Chronic Disease Self-Management in Supportive Housing

The Stanford University evidence-based chronic disease self-management program (CDSMP) has demonstrated results for people suffering from a range of issues including asthma, diabetes, and heart disease, each of which impacts Health Share members disproportionately. This program provides adults with education and tools they need to help them cope with their chronic diseases. For example, the program promotes benefits of good nutrition and physical activity as well as helping participants manage stress and communicate more

Implementing CDSMP in partnership with housing providers is an innovation that has yet to be tested in our region, possibly due to lack of health and housing partnerships and lack of resources to train staff and peers. When Health Share conducted assessment surveys among residents in affordable housing sites where acute health service usage is high, we noted that many residents requested more on-site services and demonstrated a willingness to attend groups like CDSMP. We also learned from housing providers who provide care to high utilizers of health care services that they want to be able to provide services onsite but lack the knowhow to do it. For example, one housing provider has observed a more than 50% prevalence rate of diabetes at one of their affordable housing sites and that their resident services staff often responds to health care needs that would have been better addressed before the issue became an emergency.

This project is a collaboration involving Clackamas County Health Housing and Humans Services’ (H3S) Housing Authority (HACC), Public Health and Social Services Divisions (CCSS). The goals of the project are built around the Triple Aim: to reduce health care costs, to improve individual health for better health outcomes, and to increase the mental and physical fitness for Health Share members with chronic illness living in public housing to improve population health. Currently, the Housing Authority of Clackamas County manages four public housing communities in addition to a number of scattered sites.

Within the four community sites, Health Share members comprise roughly 75% of total residents. Data collected from claims during the period of 9/1/2012 through 8/31/2013 shows that these members have significantly higher rates of chronic disease and are twice as likely to use the emergency department as Health Share members not living in public housing.

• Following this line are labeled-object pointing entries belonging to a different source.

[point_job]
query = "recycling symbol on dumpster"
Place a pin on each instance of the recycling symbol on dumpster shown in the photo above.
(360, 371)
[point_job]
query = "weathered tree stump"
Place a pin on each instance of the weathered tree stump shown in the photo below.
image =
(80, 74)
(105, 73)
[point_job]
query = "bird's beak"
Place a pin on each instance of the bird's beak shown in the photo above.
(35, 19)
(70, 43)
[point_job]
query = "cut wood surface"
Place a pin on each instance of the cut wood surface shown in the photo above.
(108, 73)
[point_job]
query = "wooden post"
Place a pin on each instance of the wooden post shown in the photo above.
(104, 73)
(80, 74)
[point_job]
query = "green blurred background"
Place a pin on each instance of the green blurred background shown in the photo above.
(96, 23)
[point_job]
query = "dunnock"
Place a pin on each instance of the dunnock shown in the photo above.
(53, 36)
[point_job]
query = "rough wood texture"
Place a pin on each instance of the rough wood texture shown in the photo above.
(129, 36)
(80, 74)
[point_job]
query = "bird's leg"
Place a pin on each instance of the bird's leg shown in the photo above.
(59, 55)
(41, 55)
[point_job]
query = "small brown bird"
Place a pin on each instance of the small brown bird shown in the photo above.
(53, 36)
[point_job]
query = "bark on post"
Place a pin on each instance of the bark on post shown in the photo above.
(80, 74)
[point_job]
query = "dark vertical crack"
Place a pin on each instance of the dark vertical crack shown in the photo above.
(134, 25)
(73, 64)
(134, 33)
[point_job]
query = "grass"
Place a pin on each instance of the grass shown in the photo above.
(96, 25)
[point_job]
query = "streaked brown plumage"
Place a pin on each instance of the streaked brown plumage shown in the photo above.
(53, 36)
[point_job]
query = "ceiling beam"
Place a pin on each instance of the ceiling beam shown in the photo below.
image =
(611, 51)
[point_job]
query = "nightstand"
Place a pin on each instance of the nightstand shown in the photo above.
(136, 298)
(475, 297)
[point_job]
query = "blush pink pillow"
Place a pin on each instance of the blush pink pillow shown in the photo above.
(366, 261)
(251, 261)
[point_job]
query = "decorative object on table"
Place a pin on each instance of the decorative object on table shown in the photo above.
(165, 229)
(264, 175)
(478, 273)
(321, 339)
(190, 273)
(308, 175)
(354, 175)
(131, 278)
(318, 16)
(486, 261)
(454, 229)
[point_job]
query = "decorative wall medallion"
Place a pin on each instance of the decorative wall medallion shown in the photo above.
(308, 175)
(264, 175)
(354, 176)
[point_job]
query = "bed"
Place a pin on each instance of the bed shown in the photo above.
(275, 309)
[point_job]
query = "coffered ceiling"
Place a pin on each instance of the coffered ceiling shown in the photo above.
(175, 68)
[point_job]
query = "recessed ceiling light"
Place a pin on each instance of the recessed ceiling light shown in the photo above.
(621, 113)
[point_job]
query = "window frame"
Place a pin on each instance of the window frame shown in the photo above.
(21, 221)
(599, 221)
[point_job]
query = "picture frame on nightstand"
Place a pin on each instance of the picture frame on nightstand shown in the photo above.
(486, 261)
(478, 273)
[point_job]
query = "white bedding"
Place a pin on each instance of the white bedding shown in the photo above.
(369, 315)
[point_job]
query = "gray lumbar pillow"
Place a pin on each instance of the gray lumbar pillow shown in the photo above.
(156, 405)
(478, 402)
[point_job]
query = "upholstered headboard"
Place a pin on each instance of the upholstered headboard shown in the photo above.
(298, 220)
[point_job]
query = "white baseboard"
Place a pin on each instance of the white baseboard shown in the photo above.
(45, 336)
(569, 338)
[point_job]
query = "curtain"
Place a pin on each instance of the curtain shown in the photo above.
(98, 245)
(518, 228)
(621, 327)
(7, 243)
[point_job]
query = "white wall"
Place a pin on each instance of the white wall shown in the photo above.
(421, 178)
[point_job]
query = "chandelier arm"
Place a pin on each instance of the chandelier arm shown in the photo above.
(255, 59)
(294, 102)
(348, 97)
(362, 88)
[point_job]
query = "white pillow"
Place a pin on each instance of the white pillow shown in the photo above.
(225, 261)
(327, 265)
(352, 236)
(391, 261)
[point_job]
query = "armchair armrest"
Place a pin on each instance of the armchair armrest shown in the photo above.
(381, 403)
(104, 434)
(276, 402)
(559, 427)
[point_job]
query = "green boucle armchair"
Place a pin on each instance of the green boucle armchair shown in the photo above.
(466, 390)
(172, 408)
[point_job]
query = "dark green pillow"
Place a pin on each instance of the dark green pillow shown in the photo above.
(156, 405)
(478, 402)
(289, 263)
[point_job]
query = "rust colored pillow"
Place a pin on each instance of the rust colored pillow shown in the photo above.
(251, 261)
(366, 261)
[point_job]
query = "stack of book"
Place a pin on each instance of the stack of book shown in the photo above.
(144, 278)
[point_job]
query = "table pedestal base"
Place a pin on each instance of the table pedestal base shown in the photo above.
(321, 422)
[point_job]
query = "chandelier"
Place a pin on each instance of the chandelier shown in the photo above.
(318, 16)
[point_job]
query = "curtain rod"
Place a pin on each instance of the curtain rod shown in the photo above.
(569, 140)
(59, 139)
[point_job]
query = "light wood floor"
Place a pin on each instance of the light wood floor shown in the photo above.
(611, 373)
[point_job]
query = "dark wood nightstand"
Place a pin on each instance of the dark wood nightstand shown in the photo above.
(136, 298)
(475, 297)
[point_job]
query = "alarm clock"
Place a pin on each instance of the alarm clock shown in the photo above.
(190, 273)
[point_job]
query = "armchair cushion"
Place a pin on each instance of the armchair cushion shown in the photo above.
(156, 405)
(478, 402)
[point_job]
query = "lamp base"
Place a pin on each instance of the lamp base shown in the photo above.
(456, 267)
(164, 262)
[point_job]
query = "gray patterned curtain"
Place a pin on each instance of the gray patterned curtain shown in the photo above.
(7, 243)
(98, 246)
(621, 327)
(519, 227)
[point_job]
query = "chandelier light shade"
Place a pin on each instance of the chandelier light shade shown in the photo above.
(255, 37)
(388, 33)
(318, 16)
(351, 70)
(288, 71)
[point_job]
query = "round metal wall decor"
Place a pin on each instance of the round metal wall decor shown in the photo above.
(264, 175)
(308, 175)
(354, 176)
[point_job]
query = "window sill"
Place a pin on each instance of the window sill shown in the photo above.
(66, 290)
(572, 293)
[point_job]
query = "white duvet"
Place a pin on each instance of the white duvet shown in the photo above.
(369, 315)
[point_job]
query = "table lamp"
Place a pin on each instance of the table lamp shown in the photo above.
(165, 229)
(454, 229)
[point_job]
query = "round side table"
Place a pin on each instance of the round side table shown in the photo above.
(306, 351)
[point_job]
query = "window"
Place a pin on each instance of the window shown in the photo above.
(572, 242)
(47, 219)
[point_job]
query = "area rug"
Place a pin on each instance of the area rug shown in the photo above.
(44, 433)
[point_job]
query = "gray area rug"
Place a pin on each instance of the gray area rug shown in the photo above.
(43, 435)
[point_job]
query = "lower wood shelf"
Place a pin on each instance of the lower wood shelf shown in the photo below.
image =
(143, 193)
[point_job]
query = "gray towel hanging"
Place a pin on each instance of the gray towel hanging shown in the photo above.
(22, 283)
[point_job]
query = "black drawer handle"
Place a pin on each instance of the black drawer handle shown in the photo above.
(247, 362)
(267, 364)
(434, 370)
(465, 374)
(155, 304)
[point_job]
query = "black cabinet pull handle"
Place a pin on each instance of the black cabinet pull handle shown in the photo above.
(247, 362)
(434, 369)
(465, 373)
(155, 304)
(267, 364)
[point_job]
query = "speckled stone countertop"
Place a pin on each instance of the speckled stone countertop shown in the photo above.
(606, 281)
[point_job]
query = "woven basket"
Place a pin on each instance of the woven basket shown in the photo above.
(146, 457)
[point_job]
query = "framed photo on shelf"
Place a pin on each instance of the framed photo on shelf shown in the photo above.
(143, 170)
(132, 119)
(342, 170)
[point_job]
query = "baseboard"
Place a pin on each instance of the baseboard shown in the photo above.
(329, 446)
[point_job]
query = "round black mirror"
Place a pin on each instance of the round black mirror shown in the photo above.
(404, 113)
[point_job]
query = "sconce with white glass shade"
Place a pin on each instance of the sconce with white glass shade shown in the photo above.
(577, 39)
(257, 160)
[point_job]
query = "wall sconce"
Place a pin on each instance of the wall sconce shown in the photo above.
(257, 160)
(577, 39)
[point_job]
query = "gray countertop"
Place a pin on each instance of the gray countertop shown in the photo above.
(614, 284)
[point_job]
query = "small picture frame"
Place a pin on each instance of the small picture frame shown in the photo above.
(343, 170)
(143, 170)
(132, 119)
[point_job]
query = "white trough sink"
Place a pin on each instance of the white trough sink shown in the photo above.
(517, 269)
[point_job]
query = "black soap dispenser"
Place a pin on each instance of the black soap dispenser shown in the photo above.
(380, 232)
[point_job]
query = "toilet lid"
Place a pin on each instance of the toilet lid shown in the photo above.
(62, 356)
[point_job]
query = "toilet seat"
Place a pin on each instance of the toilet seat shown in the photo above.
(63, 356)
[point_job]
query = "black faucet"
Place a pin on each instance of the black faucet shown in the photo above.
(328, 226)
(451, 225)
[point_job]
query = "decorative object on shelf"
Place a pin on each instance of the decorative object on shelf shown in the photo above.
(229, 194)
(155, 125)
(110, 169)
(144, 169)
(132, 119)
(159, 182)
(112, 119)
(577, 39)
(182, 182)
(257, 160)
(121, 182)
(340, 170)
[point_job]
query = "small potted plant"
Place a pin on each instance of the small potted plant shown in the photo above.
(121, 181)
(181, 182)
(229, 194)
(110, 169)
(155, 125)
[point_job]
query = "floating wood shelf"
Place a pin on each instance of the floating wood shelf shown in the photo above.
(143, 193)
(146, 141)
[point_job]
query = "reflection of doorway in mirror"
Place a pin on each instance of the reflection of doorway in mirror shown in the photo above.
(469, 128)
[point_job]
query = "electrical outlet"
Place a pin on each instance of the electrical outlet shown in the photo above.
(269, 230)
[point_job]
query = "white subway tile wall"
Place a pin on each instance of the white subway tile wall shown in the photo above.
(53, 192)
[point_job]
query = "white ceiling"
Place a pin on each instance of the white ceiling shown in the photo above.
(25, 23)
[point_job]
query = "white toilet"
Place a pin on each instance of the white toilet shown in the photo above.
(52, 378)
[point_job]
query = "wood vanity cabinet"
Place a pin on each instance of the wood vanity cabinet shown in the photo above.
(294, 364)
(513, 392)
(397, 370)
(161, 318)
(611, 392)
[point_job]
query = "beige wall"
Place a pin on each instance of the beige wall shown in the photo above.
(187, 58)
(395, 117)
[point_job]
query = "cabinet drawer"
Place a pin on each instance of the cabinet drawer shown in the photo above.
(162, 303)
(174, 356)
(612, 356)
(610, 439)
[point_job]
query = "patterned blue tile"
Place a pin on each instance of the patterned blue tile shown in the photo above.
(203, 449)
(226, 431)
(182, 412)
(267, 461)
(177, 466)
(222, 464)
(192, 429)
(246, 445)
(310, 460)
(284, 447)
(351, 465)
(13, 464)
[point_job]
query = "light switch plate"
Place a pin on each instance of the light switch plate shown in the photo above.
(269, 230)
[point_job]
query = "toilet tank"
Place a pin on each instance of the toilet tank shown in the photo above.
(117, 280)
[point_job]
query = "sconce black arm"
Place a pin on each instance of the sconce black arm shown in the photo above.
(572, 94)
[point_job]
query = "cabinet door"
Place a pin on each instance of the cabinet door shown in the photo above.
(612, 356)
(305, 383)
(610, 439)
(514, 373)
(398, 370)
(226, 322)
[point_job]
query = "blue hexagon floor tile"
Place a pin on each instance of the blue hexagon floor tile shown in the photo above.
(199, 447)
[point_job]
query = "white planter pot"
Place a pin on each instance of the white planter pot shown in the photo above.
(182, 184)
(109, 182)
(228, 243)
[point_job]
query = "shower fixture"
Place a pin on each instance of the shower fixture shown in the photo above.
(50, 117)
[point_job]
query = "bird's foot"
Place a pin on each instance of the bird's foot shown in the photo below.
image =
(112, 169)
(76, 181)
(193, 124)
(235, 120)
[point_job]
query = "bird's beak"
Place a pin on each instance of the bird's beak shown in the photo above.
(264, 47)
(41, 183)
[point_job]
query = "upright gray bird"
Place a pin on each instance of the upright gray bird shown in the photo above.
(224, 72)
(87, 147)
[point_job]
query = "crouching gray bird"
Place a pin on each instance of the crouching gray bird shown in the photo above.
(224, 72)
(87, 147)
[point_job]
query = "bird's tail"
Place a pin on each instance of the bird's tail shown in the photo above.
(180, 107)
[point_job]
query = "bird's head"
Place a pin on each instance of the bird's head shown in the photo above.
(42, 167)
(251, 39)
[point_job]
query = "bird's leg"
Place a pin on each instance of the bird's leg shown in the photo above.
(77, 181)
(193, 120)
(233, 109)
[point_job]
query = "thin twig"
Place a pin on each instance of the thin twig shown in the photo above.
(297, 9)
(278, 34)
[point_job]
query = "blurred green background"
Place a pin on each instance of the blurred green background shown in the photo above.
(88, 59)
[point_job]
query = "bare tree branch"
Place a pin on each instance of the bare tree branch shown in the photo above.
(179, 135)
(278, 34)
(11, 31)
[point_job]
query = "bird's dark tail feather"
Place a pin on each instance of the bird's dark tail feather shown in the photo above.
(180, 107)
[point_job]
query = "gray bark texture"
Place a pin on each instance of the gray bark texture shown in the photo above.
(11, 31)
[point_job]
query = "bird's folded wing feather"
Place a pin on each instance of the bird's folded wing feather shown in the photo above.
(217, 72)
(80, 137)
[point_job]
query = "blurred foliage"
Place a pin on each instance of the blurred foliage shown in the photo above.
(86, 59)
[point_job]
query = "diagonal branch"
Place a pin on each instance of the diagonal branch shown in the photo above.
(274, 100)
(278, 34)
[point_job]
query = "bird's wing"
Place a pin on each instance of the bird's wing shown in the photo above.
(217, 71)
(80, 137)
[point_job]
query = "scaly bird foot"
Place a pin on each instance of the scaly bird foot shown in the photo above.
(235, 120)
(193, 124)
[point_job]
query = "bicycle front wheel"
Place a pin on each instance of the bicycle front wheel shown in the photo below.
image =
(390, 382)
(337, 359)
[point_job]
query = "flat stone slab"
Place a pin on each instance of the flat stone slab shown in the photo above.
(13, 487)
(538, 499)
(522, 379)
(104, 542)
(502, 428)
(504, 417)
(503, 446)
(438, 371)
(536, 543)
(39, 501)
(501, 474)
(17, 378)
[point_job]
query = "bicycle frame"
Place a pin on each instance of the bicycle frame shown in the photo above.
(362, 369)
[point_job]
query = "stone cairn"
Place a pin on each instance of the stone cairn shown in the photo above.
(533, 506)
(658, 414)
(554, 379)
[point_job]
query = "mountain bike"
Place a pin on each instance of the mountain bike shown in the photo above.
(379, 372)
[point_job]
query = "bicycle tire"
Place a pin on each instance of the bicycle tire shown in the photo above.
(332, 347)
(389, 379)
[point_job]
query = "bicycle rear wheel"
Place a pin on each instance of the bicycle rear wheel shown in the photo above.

The project will include three targeted interventions:

  • A Clackamas County Public Health Nurse will be on site at each community public housing site one day per week for week to work with individuals to teach them:
    • Chronic disease management skills
    • Care coordination skills for themselves and their family members
    • Community resources available to assist residents and their families
    • The value of making a strong connection to a “health home” for care management and coordination, and to use in lieu of emergency services when appropriate
  • Social Services will provide nine hours of the curriculum Living Well with Chronic Conditions (LWCC) at each of the four public housing sites

Funders: State Transformation Fund Grant

A Public Health Nurse is working closely with four housing sites to improve residents’ chronic disease self-management. The nurse has worked with 123 residents on a variety of interventions. “Living Well with Chronic Conditions” classes are also being offered to residents and residents are identifying community space improvements to encourage healthy activities.